HAMODIA. Vous mentionniez le « fantasme  islamique » d’Obama. A quoi tient-il ?

MG. Les clés d’Obama se trouvent dans son livre autobiographique, Les Rêves de mon père. Deux faits, qu’il rapporte avec beaucoup de franchise : d’abord, un drame intime : il n’a pratiquement pas connu son père ; ensuite, un drame identitaire : l’Amérique traditionnelle – anglo-saxonne, judéo-chrétienne, blanche - est pour lui une sorte de pays étranger. Il est certes né aux Etats-Unis, mais il n’y a pas passé son enfance. Il n’a pas été élevé dans la foi chrétienne, mais dans un mélange d’humanisme athée et d’islam libéral. Et bien que sa mère soit blanche, il a toujours été considéré comme un Noir.

Comment surmonte-t-il ces deux drames ? A travers l’action politique en vue d’une Amérique nouvelle, multiraciale, multireligieuse, multiculturelle. En fait, il veut enfanter cette nouvelle Amérique qui lui ressemblerait, être à la fois son propre père et celui d’une nation remodelée à son image. Ce qui passe, entre autre choses, par une réconciliation – fusionnelle – avec un islam qui est le contraire même de l’Amérique traditionnelle.
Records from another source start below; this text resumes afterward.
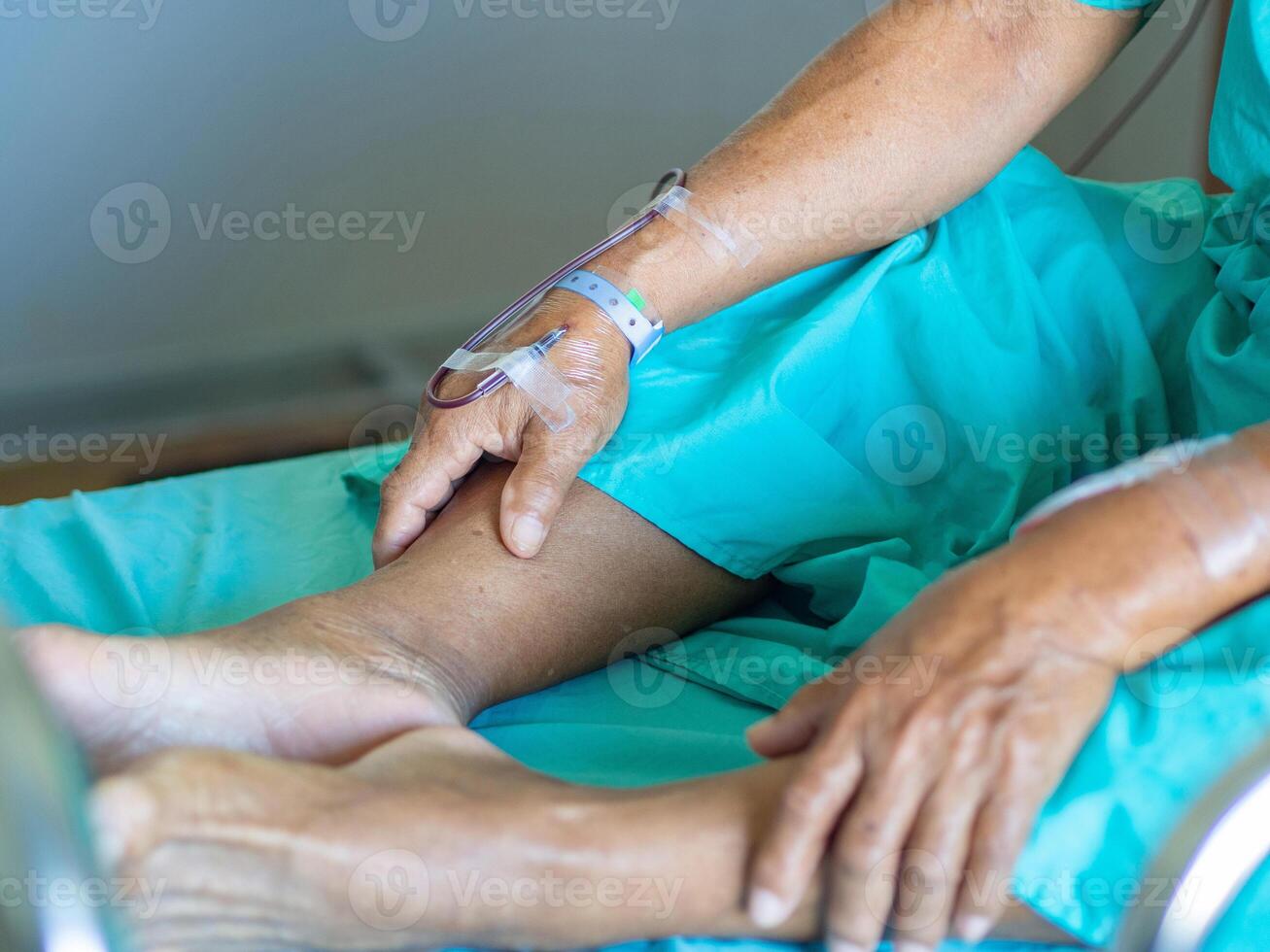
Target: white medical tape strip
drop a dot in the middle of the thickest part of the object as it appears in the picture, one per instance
(678, 202)
(531, 373)
(1171, 459)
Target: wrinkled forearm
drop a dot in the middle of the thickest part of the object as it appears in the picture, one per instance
(1143, 569)
(896, 123)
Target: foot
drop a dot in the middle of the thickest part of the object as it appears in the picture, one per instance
(298, 683)
(434, 839)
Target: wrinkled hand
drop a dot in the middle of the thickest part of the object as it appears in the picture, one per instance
(594, 357)
(923, 777)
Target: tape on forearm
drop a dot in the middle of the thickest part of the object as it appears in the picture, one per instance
(686, 212)
(529, 371)
(1204, 485)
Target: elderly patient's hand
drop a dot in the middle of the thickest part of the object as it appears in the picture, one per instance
(594, 357)
(922, 791)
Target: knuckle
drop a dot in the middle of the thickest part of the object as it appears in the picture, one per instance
(804, 799)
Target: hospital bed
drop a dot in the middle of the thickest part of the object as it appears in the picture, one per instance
(45, 840)
(90, 560)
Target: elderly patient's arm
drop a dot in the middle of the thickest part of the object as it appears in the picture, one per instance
(437, 838)
(452, 628)
(434, 839)
(942, 786)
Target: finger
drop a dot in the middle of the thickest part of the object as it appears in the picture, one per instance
(789, 856)
(536, 489)
(932, 861)
(122, 812)
(1001, 831)
(421, 484)
(795, 725)
(867, 848)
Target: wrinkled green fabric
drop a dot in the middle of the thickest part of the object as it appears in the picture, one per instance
(863, 426)
(855, 430)
(209, 550)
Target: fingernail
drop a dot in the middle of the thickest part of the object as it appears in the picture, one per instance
(528, 533)
(760, 727)
(768, 909)
(973, 928)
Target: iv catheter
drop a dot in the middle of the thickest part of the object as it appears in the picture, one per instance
(496, 380)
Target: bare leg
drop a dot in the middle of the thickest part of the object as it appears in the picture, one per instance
(437, 838)
(452, 628)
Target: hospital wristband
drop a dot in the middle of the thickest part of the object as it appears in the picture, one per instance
(624, 309)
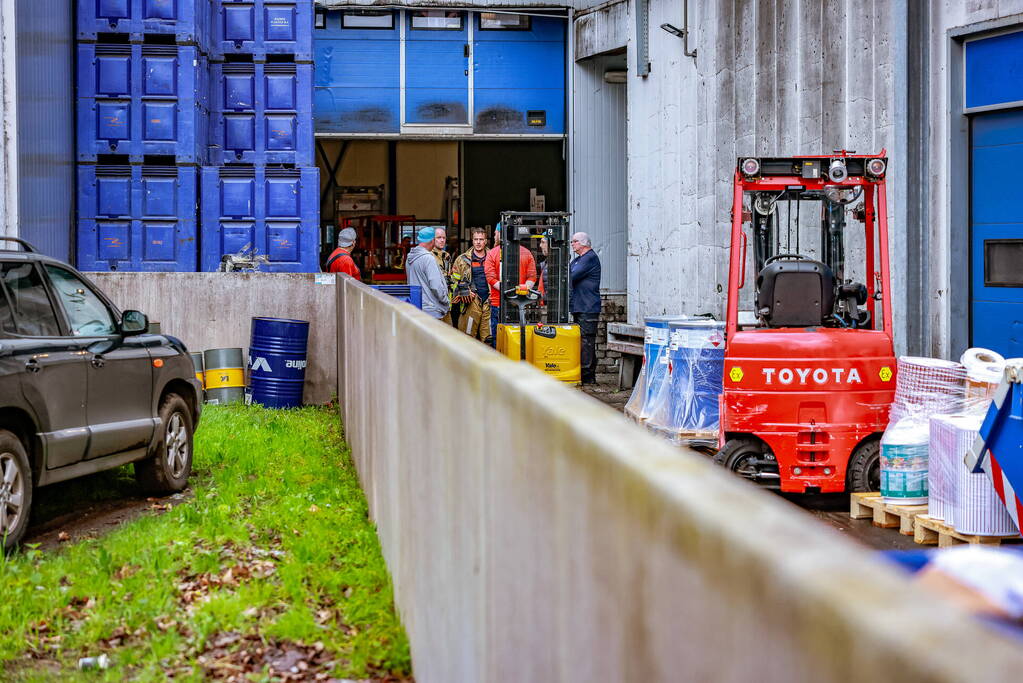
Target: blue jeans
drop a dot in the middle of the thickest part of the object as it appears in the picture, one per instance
(495, 312)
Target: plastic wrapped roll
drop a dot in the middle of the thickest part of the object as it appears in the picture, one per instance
(965, 500)
(686, 402)
(983, 372)
(927, 386)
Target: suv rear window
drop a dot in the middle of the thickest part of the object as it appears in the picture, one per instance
(32, 309)
(6, 317)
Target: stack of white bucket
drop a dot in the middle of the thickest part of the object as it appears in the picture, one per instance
(937, 412)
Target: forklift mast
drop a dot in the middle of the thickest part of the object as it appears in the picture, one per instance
(527, 229)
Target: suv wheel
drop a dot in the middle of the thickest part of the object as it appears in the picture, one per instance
(15, 490)
(168, 469)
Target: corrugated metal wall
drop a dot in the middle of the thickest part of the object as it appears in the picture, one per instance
(45, 125)
(599, 193)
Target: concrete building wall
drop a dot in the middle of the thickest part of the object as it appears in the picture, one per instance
(551, 540)
(771, 78)
(598, 185)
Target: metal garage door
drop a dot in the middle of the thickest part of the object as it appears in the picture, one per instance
(437, 57)
(996, 213)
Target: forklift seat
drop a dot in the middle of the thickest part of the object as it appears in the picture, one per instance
(797, 292)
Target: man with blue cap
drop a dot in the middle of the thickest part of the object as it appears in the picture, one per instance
(421, 270)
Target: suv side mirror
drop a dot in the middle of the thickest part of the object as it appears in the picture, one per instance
(133, 322)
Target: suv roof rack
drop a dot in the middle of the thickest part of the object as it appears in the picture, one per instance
(28, 246)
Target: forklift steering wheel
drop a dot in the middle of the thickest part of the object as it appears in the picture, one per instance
(779, 257)
(834, 193)
(531, 294)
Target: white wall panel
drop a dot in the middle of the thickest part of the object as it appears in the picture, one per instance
(598, 166)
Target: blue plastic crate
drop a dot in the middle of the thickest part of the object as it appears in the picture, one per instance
(189, 21)
(410, 293)
(259, 28)
(273, 211)
(136, 218)
(142, 99)
(262, 114)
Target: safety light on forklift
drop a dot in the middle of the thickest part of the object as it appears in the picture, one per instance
(877, 167)
(837, 171)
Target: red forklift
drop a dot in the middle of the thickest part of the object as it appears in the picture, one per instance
(382, 245)
(810, 375)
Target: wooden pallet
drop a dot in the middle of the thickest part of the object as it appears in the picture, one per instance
(886, 515)
(929, 531)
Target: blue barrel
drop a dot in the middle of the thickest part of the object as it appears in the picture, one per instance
(655, 359)
(277, 362)
(696, 359)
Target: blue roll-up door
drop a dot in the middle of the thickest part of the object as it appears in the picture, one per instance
(357, 77)
(461, 75)
(992, 65)
(519, 85)
(437, 56)
(997, 233)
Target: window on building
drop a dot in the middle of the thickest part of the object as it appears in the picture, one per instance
(436, 19)
(1002, 263)
(502, 21)
(367, 18)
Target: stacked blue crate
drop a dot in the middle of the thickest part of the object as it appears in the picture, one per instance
(143, 131)
(260, 192)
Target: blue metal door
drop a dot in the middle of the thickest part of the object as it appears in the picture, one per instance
(437, 62)
(996, 233)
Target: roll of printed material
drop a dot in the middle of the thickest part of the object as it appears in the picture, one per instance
(983, 365)
(965, 500)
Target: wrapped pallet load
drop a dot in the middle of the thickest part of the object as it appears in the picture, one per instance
(964, 500)
(926, 386)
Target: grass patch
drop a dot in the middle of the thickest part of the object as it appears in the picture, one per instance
(272, 571)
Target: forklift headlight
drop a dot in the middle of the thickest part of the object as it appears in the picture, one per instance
(876, 167)
(837, 171)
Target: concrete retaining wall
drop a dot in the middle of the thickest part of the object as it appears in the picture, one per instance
(214, 311)
(535, 535)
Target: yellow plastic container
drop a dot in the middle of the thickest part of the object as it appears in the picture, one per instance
(557, 351)
(508, 342)
(552, 349)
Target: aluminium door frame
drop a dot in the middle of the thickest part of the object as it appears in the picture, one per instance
(960, 164)
(449, 130)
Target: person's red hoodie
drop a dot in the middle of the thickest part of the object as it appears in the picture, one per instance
(492, 268)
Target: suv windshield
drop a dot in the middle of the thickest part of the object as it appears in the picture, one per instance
(29, 300)
(87, 314)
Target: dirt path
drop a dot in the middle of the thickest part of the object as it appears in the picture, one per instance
(91, 519)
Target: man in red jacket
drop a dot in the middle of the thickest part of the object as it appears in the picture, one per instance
(341, 259)
(492, 268)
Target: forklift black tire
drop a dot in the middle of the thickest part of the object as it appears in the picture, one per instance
(737, 449)
(863, 473)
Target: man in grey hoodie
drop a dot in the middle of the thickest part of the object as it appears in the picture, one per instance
(421, 270)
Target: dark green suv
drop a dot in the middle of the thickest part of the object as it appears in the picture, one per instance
(85, 388)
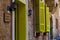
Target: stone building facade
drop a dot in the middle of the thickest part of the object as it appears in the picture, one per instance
(5, 21)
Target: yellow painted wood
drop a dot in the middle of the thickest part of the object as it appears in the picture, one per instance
(40, 16)
(21, 21)
(47, 19)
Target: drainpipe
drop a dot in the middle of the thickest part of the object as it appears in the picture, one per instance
(13, 23)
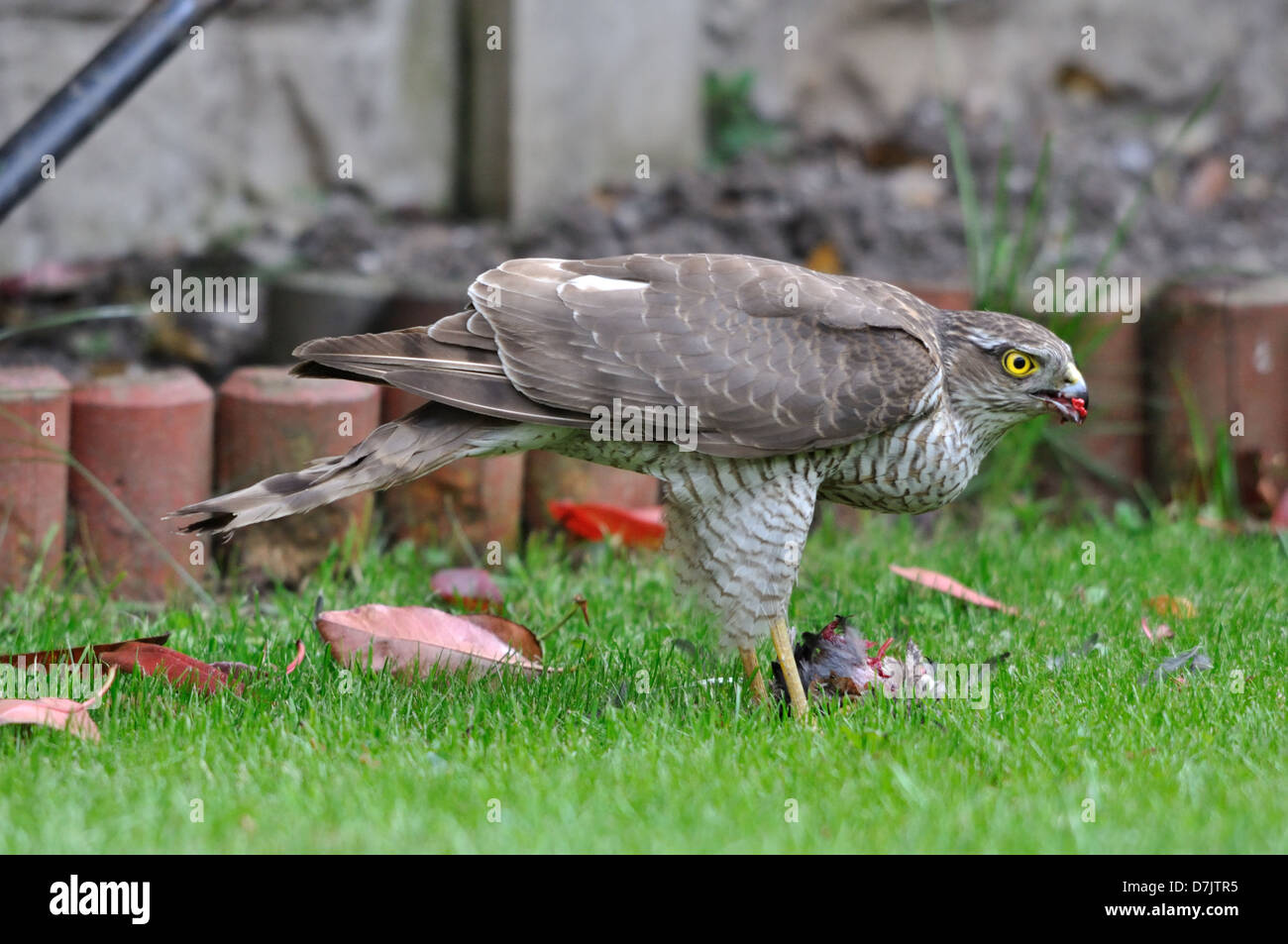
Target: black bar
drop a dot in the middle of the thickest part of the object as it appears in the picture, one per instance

Ce n’est là qu’un fantasme. La politique rationnelle d’Obama se réfère à d’autres considérations, d’autres raisonnements. Mais les fantasmes sont souvent aussi puissants ou plus puissants que la rationalité. Et qui plus est, les fantasmes personnels du président actuel recoupent ceux d’une bonne partie de la société américaine : les Noirs, les  non-Blancs en général, mais aussi les milieux blancs d’extrême-gauche, une partie des élites intellectuelles…

 

HAMODIA. Comment Nethanyahu va-t-il réagir ? Son discours sur la persistance du danger iranien, à l’Onu, était-il à la hauteur ?

MG. Benjalin Nethanyahu est un leader prudent. Il a toujours su éviter un affrontement direct avec Obama. Son discours, à l’Onu, s’adressait avant tout, media voce, à une opinion publique américaine qui se méfie à la fois d’Obama et de Rouhani. Et aux réalistes arabes.

 

HAMODIA. Obama a lié le dossier iranien au processus de paix israélo-arabe…

MG Qui peut encore soutenir sérieusement qu’Israël est au cœur de tous les problèmes du Proche Orient et que tout passe, dans cette région, par la « résolution » du « problème palestinien » ? Depuis près de quatre ans, le monde arabe et islamique n’en finit pas de se décomposer et de se recomposer sous nos yeux, entraîné par ses pesanteurs propres. Une analyste géopolitique, Robin Wright, vient même de prédire dans le New York Times, le quotidien le plus pro-Obama des Etats-Unis, le remplacement de cinq Etats moyen-orientaux (la Syrie, l’Irak, l’Arabie Saoudite, la Libye, le Yemen) par quinze nouveaux Etats à caractère ethnoreligieux. Voilà qui merite au moins autant d’attention que les articles promouvant le « nouvel Iran » du président Rouhani. Et qui relativise le « processus de paix » Jérusalem-Ramallah.